On Oct. 25, 2007, Rogers says Salt Lake County District Attorney’s Office investigator Robbin Wilkins photographed Guyon logging on to Match.com in a computer lab at her college. Rogers says it appears that Guyon is under government surveillance 24/7.
“It makes you paranoid,” Guyon says angrily, almost in tears. “They know everything about you; you know nothing about them.”
The government’s interest in her life has had an impact. With only 30 hours left to finish her degree, she was indefinitely suspended by WSU-supervised Salt Lake Community College for, “violating state, local and federal laws,” according to a letter Guyon says she received from the college around the time of her arrest. She had to repay $900 in tuition fees to a financial aid agency for classes the expulsion meant she could not attend. She’s currently finishing her degree at Utah Valley State College.
Her apartment roommate moved out. Guyon moved in with her mother. On her MySpace.com page, Guyon describes moving back home her “biggest nightmare.” A phone call from an attorney general investigator to Allure Escorts also ended her employment there, Rogers says.
Somehow, in spite of state scrutiny, Guyon, or whoever was responsible, continued the e-mail campaign. Last year, new names entered the arena, with new allegations and in some cases different writing styles and tones. One e-mail was from a “Karl,” claiming he and Torgensen were “proud and gay” lovers. Rogers theorizes some or all of the e-mails could be an “exquisite corpse”—referring to the parlor game in which each participant adds a squiggle to a drawing or a line to a story.
For Shurtleff, such “horrific allegations” as those made against his staff has had a devastating impact on the men and their families. “I cannot overstate the impact this has had on Kirk.”
Whether stalking is proved or not, the charges involving defamation and communication harassment, Rogers argues, are unconstitutional. Even if Guyon did write the e-mails, she says, “They are First Amendment-protected speech. We are allowed to gossip.”

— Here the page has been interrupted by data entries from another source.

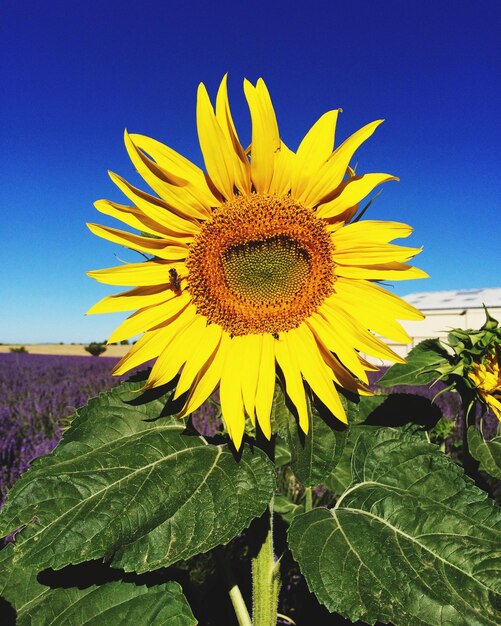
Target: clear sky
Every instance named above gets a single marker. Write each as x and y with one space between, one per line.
76 74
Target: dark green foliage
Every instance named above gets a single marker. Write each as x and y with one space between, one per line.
411 542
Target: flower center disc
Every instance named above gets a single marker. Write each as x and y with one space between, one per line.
261 264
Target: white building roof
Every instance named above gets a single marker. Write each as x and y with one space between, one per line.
464 299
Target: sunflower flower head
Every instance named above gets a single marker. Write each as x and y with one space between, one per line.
487 379
480 352
258 266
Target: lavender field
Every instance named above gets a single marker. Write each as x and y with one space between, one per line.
39 392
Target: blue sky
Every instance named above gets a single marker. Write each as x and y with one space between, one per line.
76 74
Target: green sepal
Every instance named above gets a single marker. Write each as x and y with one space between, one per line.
424 363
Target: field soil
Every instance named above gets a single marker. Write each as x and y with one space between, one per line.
64 349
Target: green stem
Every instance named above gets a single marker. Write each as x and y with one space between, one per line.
265 580
234 592
239 606
308 502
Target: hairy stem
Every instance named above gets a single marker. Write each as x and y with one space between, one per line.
265 579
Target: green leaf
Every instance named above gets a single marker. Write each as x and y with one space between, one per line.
113 604
286 508
341 478
421 367
315 455
128 484
412 542
488 453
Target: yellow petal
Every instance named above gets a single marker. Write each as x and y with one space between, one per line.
198 359
151 316
162 248
241 165
266 385
152 342
251 347
341 375
135 218
293 381
230 392
361 338
284 162
138 298
177 196
176 352
314 369
370 231
352 192
332 172
140 274
372 254
216 150
336 342
313 152
265 136
156 209
382 271
173 163
208 378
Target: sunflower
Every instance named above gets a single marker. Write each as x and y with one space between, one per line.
486 377
257 266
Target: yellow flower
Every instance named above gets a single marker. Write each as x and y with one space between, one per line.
487 379
255 264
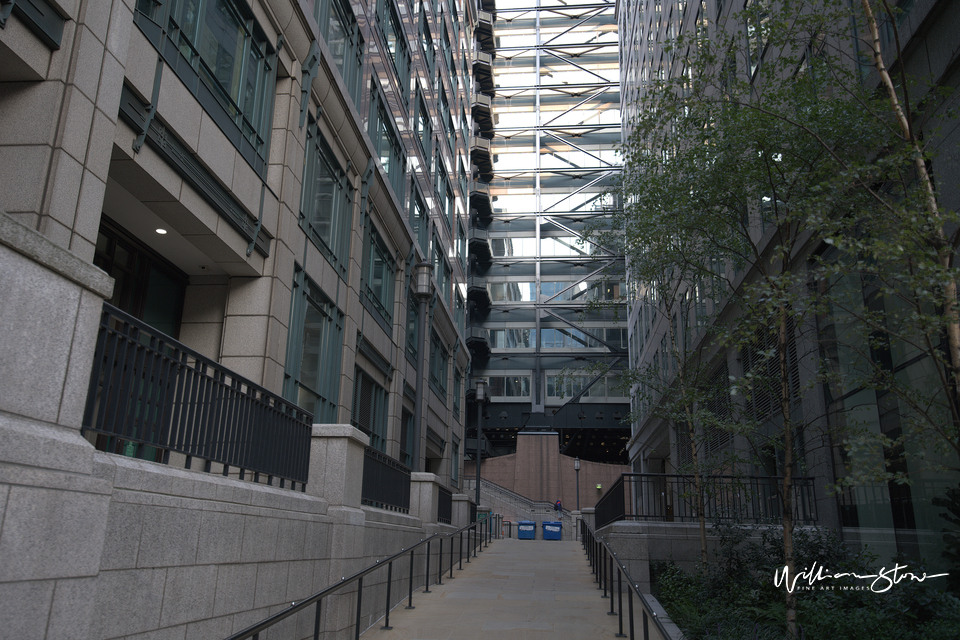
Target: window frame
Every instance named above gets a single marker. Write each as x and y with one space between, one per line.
336 245
306 292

Last week, the district attorney asked the judge to impose a gag order on Guyon, her lawyers and witnesses. The motion aimed at stopping Guyon and her team from raising any free speech or constitutional arguments with the jury or the media before or during the trial. The prosecution argues discussing the case with the media will contaminate the jury pool. Shurtleff spoke to City Weekly several weeks before this motion. As of press time, the gag order had not been issued.